On an extremely hot day in the middle of summer it’s very common to see people swimming in the lake or playing at the beach. Most people are there for fun relaxing and lounging and nobody is concerned about getting sick.
But deadly microbes love this hot environment and strive when water levels are low and water temperatures are high. Parasites that are dormant when water temperatures are below 80°F become active when temps are high and can infect people swimming in the warm water.
Jack Ariola Erenberg was a nine-year-old boy from Stillwater Minnesota playing with his family and friends near his home in the warm waters of Lily Lake, just like so many other children have for years, when he was unknowingly infected by primary amoebic meningoencephalitis (or PAM). On August 7, 2012 the infection killed Jack after ravaging his brain and leaving him in a coma. The town later investigated the lake with the help of the state health department and the CDC to determine if the amoeba was present.
Primary amoebic meningoencephalitis is a very rare infection caused by amoeba that live in warm stagnant water of inland lakes. Only 123 cases have been reported in the United States since 1962. The parasite that causes it, Naegleria fowleri, is common and has been found to infect people by traveling through their nose to their brain.
Reported cases of infection from Naegleria fowleri demonstrate that it can be found in poorly chlorinated swimming pools, dirty tapwater, or in adequately cleaned soap dispensaries, according to the Centers for Disease Control and Prevention.
Most of the cases reported in the United States are in the southern states during summer and involve swimming or playing in freshwater lakes. Water temperatures are usually high and there has typically been prolonged drought causing water levels to be lower than normal.
Symptoms of Primary Amoebic Meningoencephalitis
After becoming infected with PAM, people usually show signs of bodily aches like stiff neck and joints, confusion, loss of balance, difficulties focusing, seizures, and hallucinations. These symptoms typically show between one and seven days after infection.

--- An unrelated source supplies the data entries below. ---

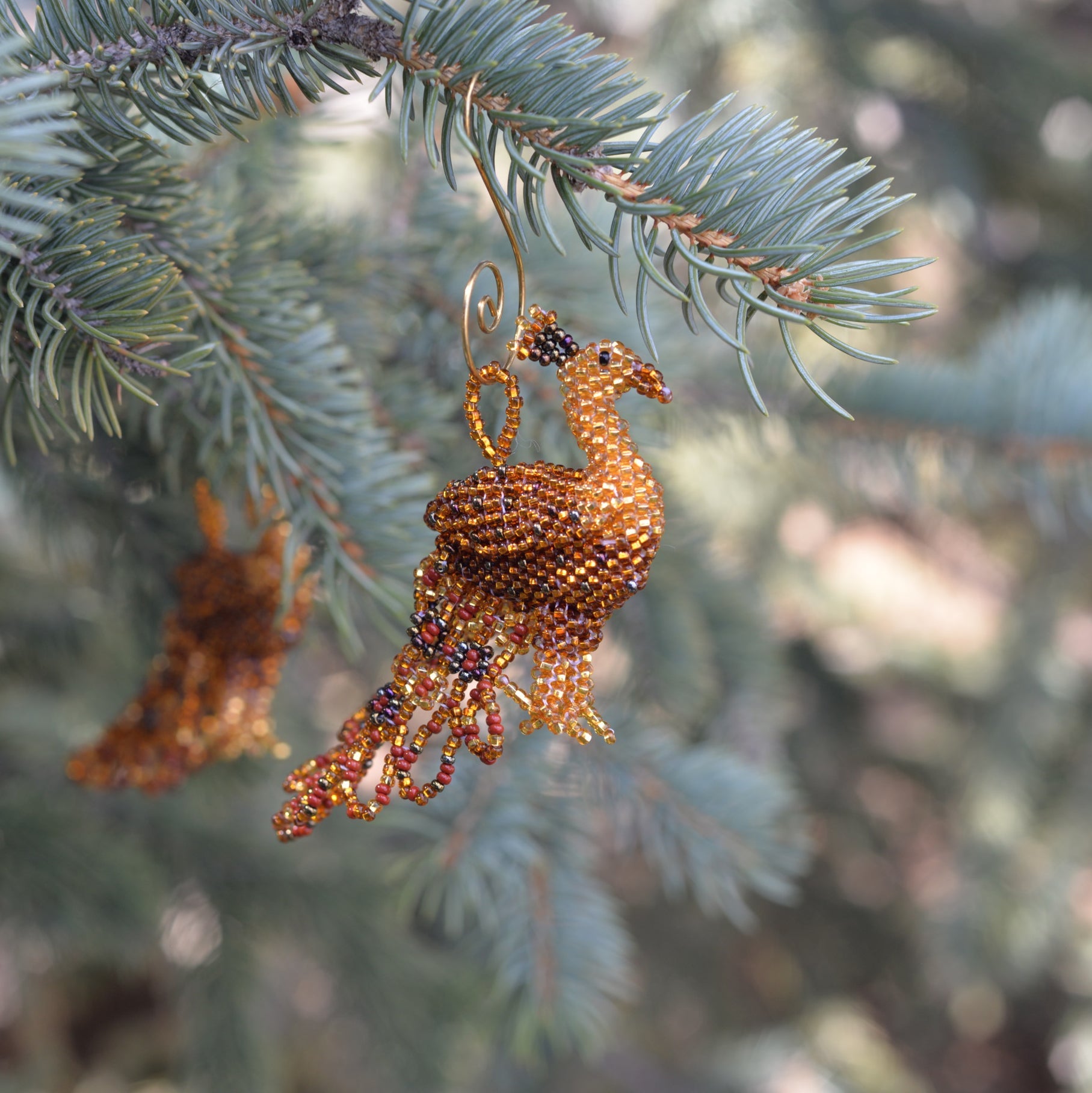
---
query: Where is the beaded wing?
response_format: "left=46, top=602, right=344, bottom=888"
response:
left=273, top=307, right=671, bottom=841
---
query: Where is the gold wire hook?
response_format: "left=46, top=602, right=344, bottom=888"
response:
left=463, top=72, right=527, bottom=383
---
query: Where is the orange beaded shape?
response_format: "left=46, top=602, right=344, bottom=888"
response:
left=67, top=480, right=313, bottom=793
left=273, top=307, right=671, bottom=841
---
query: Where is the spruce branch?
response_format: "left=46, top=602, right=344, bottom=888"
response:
left=5, top=0, right=934, bottom=414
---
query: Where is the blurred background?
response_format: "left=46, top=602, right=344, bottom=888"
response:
left=0, top=0, right=1092, bottom=1093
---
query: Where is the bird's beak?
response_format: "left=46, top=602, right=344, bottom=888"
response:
left=631, top=361, right=671, bottom=402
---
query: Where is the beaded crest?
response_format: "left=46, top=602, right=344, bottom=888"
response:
left=273, top=308, right=671, bottom=841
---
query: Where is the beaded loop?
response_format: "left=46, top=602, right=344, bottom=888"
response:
left=463, top=361, right=523, bottom=466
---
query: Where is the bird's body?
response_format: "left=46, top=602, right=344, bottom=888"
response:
left=425, top=342, right=670, bottom=728
left=273, top=323, right=671, bottom=841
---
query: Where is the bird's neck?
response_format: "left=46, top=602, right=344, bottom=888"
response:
left=564, top=383, right=637, bottom=471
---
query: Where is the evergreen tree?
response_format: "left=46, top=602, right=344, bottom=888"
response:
left=0, top=0, right=1092, bottom=1093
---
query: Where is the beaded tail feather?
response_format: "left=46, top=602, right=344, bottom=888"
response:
left=273, top=308, right=671, bottom=841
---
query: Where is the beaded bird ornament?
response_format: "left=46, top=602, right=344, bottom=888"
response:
left=273, top=76, right=671, bottom=841
left=273, top=307, right=671, bottom=841
left=68, top=480, right=313, bottom=793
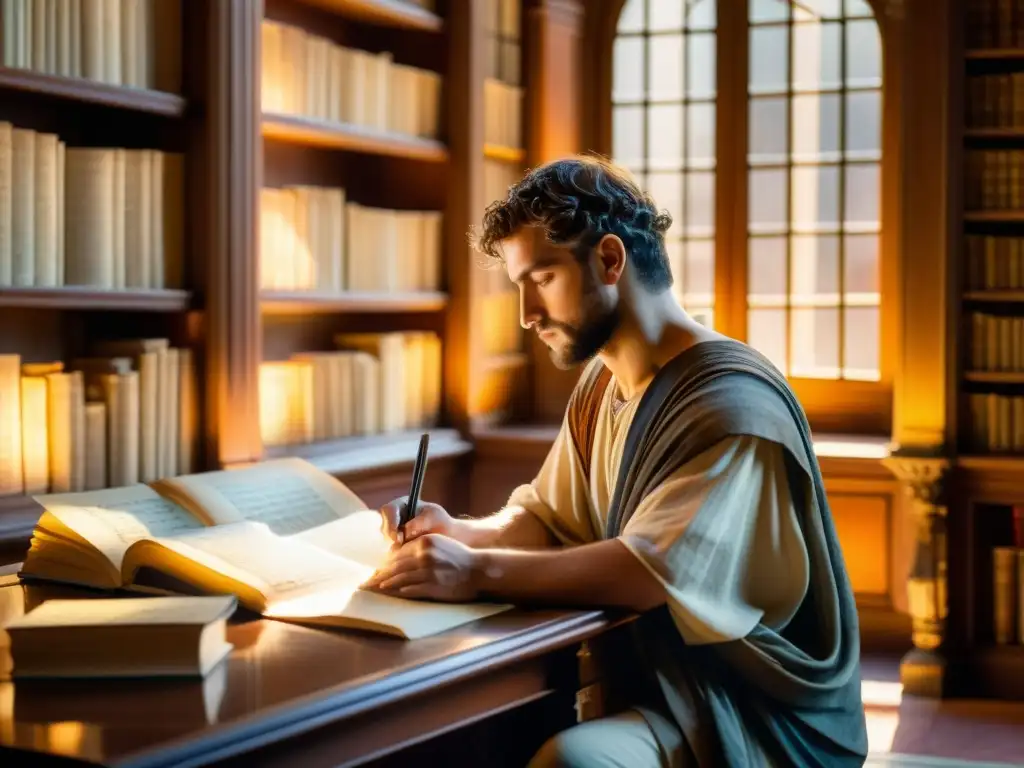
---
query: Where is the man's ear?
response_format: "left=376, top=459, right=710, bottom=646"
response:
left=594, top=234, right=626, bottom=286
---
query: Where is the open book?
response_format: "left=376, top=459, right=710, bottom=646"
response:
left=22, top=459, right=511, bottom=639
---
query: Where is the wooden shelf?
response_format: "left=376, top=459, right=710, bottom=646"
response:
left=483, top=352, right=529, bottom=372
left=964, top=288, right=1024, bottom=304
left=0, top=286, right=191, bottom=312
left=964, top=128, right=1024, bottom=139
left=483, top=144, right=526, bottom=164
left=966, top=48, right=1024, bottom=61
left=260, top=291, right=447, bottom=314
left=964, top=210, right=1024, bottom=224
left=263, top=113, right=447, bottom=163
left=0, top=67, right=185, bottom=118
left=292, top=0, right=444, bottom=32
left=964, top=371, right=1024, bottom=384
left=264, top=429, right=473, bottom=475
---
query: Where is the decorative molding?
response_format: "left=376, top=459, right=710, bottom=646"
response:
left=202, top=0, right=263, bottom=466
left=882, top=453, right=950, bottom=513
left=884, top=445, right=951, bottom=697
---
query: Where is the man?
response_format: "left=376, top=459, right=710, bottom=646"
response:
left=370, top=158, right=867, bottom=768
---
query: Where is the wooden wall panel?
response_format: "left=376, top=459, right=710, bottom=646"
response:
left=828, top=494, right=892, bottom=599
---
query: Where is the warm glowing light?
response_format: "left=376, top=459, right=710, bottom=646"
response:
left=259, top=360, right=313, bottom=445
left=22, top=376, right=50, bottom=494
left=814, top=437, right=892, bottom=459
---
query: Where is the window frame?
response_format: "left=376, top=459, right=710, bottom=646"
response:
left=584, top=0, right=901, bottom=435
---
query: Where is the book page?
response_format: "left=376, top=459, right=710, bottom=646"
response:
left=295, top=509, right=392, bottom=570
left=34, top=484, right=204, bottom=570
left=129, top=520, right=374, bottom=610
left=156, top=459, right=366, bottom=536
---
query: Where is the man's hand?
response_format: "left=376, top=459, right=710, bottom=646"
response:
left=364, top=532, right=479, bottom=602
left=380, top=496, right=458, bottom=544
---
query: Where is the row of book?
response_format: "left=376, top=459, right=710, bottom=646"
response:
left=965, top=0, right=1024, bottom=48
left=261, top=22, right=441, bottom=138
left=967, top=392, right=1024, bottom=454
left=964, top=234, right=1024, bottom=291
left=992, top=540, right=1024, bottom=645
left=967, top=72, right=1024, bottom=128
left=0, top=0, right=181, bottom=93
left=259, top=331, right=441, bottom=445
left=0, top=123, right=184, bottom=289
left=0, top=339, right=198, bottom=495
left=483, top=78, right=522, bottom=148
left=260, top=186, right=442, bottom=293
left=964, top=150, right=1024, bottom=211
left=969, top=312, right=1024, bottom=373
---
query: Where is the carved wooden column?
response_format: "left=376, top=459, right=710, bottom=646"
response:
left=886, top=455, right=949, bottom=696
left=204, top=0, right=263, bottom=466
left=884, top=0, right=962, bottom=696
left=525, top=0, right=586, bottom=422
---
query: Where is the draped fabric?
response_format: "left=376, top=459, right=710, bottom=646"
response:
left=566, top=340, right=867, bottom=768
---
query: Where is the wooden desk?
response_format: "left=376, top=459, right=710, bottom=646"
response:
left=0, top=578, right=618, bottom=768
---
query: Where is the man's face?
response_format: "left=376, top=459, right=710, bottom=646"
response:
left=502, top=227, right=620, bottom=370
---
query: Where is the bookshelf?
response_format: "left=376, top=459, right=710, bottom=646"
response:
left=0, top=0, right=526, bottom=561
left=948, top=0, right=1024, bottom=698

PAM is known to infect children and adults and there are no indications that persons in good health are less likely to be infected nor that poor health is a contributing factor.
From the time when the amoeba enters the body, PAM can take anywhere from 2 to 12 days to kill the infected person.
Risk of Getting Primary Amoebic Meningoencephalitis
The risk from Naegleria is very low, and in the case of Jack Ariola Erenberg’s death the state of Minnesota was concerned but wanted to quell public anxiety and avoid panic. The Minnesota state epidemiologist, Richard Danila, released a statement stating: “We do not want to discourage people from swimming. Rather, simply avoid swimming, diving, or other activities in obviously stagnant water while temperatures are high and water levels are low.”
Lily Lake has been identified as the source of Jack’s infection. In 2010, Annie Bahneman died from the same sort of infection just days after she was swimming in Lily Lake. The Stillwater Minnesota Administrator Larry Hansen and Mayor Ken Harycki were not told about Annie’s death two years ago because of the rarity of the disease, and the fact that it was found so far north during an unusually hot summer. The Minnesota Department of Health said the 2010 investigation took several months to conclude the source of Annie’s infection.
Officials have now decided to close Lily Lake and are working with the local stakeholders to determine how long the beach will be closed and future plans for the lake.
Amoeba cannot be transported from one lake to another on the bottom of boats, the infection is not contagious, fish caught in lakes are safe, and dogs swimming in the lakes are not affected by the amoeba.
Lakes cannot be treated to kill the bacteria or amoeba that cause the infection that killed Jack and Annie. They are part of a microscopic ecosystem that exists in all freshwater lakes.
Your best options to avoid risk are to swim in lakes or rivers whose water temperature is below 80°F as Naegleria fowleri go dormant in cooler water temps.